Notably, other councils have been able to make similar improvements to local transport networks without incurring significant costs or procedural barriers. In Lambeth, the city council has extended pavements in busy areas to enable people to observe ‘social distancing’ guidance while walking and exercising. Leicester City Council has installed a 500 metre cycle lane labelled a ‘keyworker corridor,’ to help essential staff make safer and quicker journeys to work by bike.

Welcoming the closure of Madeira Drive earlier this month, and given the council’s commitment to explore a ‘car free city centre,’ and reduce toxic emissions, Greens say it is vital that any measures allowing residents to enjoy clean air, walking and safer cycling remain in place long-term.

Cllr Phélim Mac Cafferty commented:

“The pandemic has underlined the serious question of how we use public space and we brought this proposal forward because so many of our residents have raised safe social distance during lockdown. We want to build on the work to restrict road access on Madeira Drive to make it easier for people walking & cycling.

From outdoor exercise, the many of us who want to be able to stretch our legs and clear our minds to cyclists enjoying new-found space on our usually busy roads. There is actually enough space, it’s about priorities. Our proposals are about affirming that our city can become better for all during lockdown which in turn will put us in a stronger place for recovery too.
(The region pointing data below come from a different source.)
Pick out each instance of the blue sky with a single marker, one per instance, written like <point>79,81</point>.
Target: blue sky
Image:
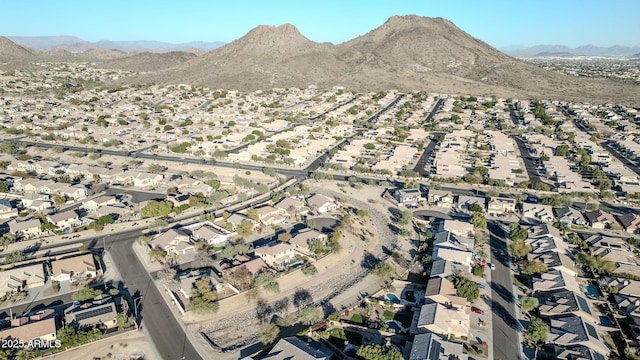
<point>499,23</point>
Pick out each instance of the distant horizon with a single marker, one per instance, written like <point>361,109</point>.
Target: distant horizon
<point>501,24</point>
<point>511,47</point>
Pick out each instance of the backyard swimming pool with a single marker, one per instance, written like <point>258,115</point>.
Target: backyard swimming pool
<point>393,298</point>
<point>592,291</point>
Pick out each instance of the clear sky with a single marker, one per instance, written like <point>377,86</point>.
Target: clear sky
<point>499,23</point>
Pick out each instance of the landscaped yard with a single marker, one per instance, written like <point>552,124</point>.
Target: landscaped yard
<point>360,319</point>
<point>410,296</point>
<point>388,315</point>
<point>338,336</point>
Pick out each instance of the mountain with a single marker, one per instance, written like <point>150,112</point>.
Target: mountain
<point>405,53</point>
<point>75,44</point>
<point>585,50</point>
<point>266,57</point>
<point>10,51</point>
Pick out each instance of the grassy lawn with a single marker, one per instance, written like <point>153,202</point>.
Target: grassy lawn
<point>359,318</point>
<point>338,336</point>
<point>520,280</point>
<point>404,318</point>
<point>410,296</point>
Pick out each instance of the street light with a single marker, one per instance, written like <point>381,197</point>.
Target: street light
<point>135,309</point>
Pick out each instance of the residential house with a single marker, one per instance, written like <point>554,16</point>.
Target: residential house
<point>564,302</point>
<point>144,179</point>
<point>441,198</point>
<point>465,201</point>
<point>209,232</point>
<point>255,266</point>
<point>292,206</point>
<point>269,215</point>
<point>97,202</point>
<point>276,256</point>
<point>457,227</point>
<point>444,268</point>
<point>555,260</point>
<point>630,222</point>
<point>294,348</point>
<point>573,330</point>
<point>443,292</point>
<point>454,255</point>
<point>41,325</point>
<point>500,206</point>
<point>100,312</point>
<point>26,229</point>
<point>407,197</point>
<point>64,220</point>
<point>74,268</point>
<point>431,346</point>
<point>450,240</point>
<point>439,319</point>
<point>539,212</point>
<point>599,219</point>
<point>179,199</point>
<point>236,219</point>
<point>173,242</point>
<point>575,352</point>
<point>7,211</point>
<point>322,203</point>
<point>302,241</point>
<point>21,278</point>
<point>555,279</point>
<point>570,216</point>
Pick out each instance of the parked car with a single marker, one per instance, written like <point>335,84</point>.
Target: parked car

From discussions we had been having with council officials, we know that some of this needs to be done effectively with the right legal arguments in place, but looking at places like Leicester they avoided this with a Keyworkers’ Corridor. Greens will keep the pressure up to make sure the city does everything in its power to help all communities to make lockdown more bearable but also to point to a different sort of future- one where we share space more fairly, one where cleaner air and safer roads mean more of us can walk, exercise and cycle. And a future where in tandem with our commitments to explore a car free city centre and deliver carbon neutrality by 2030, walking and cycling will be afforded more space, especially along the seafront dual carriageway.”

Cllr David Gibson, Green spokesperson for Finance, added: 

“This is really good news and will make our shared space safer for pedestrians and cyclists, will support the healthy option of walking and cycling and as a consequence play a part in the step change on emissions reductions we need to become a carbon neutral city by 2030.”